Reputation: 23
I was following this tutorial about how to authorize and get a bearer token from a web-api server. The tasks performed there through fiddler are pretty simple, but, when I tried to do the same from a console application the request fails with a 400 Bad Request Error
. Here is the code that makes the request to the server:
var request = WebRequest.Create("http://localhost:12698/token") as HttpWebRequest;
request.Method = "POST";
request.ContentType = "application/x-www-form-urlencoded";
request.CookieContainer = new CookieContainer();
var authCredentials = "userName=" + user + "&password=" + password;
byte[] bytes = System.Text.Encoding.UTF8.GetBytes(authCredentials);
request.ContentLength = bytes.Length;
using (var requestStream = request.GetRequestStream()){
requestStream.Write(bytes, 0, bytes.Length);
}
using (var response = request.GetResponse() as HttpWebResponse){
authCookie = response.Cookies["access_token"];
}
can someone help me in determining what I am doing wrong here? or is there some other approach I should use to get the authentication token?
Upvotes: 2
Views: 14901
Reputation: 1209
FormUrlEncodedContent is in System.Net.Http
static string GetToken(string userName, string password)
{
var pairs = new List<KeyValuePair<string, string>>
{
new KeyValuePair<string, string>( "grant_type", "password" ),
new KeyValuePair<string, string>( "userName", userName ),
new KeyValuePair<string, string> ( "password", password )
};
var content = new FormUrlEncodedContent(pairs);
using (var client = new HttpClient())
{
var response =
client.PostAsync("https://localhost:12698/Token", content).Result;
return response.Content.ReadAsStringAsync().Result;
}
}
Upvotes: 7
Reputation: 10628
I'm not able to test this myself right now, but I think you've missed out some text in your authCredentials
. It should look like this:
var authCredentials = "grant_type=password&userName=" + user + "&password=" + password;
Note the additional: grant_type=password& that I added at the beginning.

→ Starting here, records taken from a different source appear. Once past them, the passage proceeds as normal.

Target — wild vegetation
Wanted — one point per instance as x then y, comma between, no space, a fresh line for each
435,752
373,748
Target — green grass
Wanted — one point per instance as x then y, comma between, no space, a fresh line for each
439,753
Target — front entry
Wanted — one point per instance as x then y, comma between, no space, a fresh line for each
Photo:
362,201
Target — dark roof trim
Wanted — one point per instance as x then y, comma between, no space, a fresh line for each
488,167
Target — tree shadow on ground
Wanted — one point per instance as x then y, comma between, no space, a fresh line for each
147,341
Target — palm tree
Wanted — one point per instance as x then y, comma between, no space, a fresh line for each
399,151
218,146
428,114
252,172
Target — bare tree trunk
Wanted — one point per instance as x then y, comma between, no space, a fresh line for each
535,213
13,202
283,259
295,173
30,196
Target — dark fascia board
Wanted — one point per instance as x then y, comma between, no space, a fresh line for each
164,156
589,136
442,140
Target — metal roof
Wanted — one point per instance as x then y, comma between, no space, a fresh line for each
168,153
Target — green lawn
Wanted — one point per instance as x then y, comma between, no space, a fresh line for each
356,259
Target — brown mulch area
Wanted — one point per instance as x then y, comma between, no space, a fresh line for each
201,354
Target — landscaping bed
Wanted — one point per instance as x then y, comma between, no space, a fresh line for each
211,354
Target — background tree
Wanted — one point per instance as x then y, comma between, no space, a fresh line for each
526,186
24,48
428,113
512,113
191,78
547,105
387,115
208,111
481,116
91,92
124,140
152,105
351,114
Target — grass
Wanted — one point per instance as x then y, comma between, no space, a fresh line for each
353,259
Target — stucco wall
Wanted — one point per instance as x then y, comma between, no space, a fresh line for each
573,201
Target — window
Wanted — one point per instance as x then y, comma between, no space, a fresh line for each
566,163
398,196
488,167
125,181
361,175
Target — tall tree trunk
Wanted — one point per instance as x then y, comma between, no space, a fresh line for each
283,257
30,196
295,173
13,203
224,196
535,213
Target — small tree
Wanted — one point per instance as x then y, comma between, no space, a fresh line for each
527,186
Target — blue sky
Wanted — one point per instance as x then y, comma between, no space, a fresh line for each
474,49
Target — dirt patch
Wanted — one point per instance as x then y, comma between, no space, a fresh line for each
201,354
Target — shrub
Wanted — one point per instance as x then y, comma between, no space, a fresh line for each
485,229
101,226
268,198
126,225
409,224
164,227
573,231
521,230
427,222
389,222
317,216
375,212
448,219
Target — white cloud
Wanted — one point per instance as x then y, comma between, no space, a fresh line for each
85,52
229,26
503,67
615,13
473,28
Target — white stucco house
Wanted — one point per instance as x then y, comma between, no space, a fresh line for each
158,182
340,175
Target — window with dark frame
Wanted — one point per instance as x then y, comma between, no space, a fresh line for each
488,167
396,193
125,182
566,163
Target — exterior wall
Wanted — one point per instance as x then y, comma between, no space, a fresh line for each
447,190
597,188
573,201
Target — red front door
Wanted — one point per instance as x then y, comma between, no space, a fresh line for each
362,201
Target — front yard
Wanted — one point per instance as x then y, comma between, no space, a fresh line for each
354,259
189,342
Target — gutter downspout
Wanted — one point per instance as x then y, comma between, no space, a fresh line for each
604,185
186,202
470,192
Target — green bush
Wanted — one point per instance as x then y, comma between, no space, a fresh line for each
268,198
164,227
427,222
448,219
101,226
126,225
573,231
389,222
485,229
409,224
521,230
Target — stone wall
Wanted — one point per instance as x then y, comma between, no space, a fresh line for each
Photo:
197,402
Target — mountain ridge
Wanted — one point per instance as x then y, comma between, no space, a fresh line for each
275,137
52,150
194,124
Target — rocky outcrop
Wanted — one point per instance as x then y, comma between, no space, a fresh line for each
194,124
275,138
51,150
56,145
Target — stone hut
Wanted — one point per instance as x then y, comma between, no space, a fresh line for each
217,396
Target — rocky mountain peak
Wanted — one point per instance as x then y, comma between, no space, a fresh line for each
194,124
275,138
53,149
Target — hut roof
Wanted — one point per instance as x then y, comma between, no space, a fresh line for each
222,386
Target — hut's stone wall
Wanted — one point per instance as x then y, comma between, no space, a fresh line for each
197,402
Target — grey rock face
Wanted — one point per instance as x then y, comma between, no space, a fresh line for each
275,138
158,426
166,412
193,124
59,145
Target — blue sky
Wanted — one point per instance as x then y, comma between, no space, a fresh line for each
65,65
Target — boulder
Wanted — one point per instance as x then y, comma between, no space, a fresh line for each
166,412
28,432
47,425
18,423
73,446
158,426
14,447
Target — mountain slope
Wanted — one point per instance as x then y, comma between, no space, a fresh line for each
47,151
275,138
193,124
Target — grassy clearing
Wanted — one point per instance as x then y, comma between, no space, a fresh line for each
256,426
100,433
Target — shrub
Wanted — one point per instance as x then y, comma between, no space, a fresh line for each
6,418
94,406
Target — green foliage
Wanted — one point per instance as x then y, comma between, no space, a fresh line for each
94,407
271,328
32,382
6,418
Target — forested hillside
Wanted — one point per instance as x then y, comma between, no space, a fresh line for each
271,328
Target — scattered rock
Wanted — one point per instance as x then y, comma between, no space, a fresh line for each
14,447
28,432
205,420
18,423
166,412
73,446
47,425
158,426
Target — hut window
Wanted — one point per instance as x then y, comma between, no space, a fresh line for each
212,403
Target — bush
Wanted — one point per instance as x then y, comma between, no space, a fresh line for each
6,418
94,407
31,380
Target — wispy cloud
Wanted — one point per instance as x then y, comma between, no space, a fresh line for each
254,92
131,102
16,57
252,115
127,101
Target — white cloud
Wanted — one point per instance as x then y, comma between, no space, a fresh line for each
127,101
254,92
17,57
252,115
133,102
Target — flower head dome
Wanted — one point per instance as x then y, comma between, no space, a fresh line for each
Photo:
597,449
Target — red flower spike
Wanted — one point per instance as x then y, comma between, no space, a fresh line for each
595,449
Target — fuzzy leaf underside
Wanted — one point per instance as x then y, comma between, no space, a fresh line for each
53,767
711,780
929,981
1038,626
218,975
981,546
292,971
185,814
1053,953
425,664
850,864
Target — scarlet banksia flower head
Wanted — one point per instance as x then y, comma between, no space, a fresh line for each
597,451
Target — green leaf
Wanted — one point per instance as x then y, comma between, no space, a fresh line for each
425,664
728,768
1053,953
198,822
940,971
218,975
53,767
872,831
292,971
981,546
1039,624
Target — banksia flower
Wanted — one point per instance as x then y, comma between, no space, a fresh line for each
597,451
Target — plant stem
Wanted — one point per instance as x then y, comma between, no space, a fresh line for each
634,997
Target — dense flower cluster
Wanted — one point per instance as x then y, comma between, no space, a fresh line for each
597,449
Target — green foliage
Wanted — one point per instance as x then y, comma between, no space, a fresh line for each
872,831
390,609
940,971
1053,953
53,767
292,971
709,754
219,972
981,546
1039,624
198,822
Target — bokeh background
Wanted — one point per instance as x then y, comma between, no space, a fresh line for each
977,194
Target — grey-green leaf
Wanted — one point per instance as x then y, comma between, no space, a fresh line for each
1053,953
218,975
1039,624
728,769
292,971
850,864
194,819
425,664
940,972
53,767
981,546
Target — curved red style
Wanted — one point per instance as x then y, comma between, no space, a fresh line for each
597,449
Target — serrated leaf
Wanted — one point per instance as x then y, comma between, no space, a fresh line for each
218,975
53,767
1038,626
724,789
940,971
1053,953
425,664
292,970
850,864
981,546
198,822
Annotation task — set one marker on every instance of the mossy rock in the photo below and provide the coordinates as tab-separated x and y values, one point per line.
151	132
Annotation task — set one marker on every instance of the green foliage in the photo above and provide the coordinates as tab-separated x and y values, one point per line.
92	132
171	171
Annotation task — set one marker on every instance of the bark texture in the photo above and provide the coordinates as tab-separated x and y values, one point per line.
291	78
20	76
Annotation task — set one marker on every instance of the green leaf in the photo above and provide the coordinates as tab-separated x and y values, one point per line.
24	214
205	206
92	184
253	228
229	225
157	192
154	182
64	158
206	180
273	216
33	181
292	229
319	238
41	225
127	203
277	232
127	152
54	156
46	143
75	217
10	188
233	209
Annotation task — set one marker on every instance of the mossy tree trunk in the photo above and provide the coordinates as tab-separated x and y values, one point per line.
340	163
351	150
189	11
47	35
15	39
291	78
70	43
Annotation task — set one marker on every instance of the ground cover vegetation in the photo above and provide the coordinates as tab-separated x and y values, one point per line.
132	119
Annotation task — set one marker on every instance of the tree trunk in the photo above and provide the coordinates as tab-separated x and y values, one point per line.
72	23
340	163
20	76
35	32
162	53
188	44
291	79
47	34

This updated whole string authCredentials
should be the only thing in your request body.
Assuming the request succeeds and it doesn't fail for other reasons, e.g. your username or password is not valid, then you should be able to get back your token data.
Also, the response will contain the access_token
in a json-formatted string in its body, not in a cookie header where you're reading it from.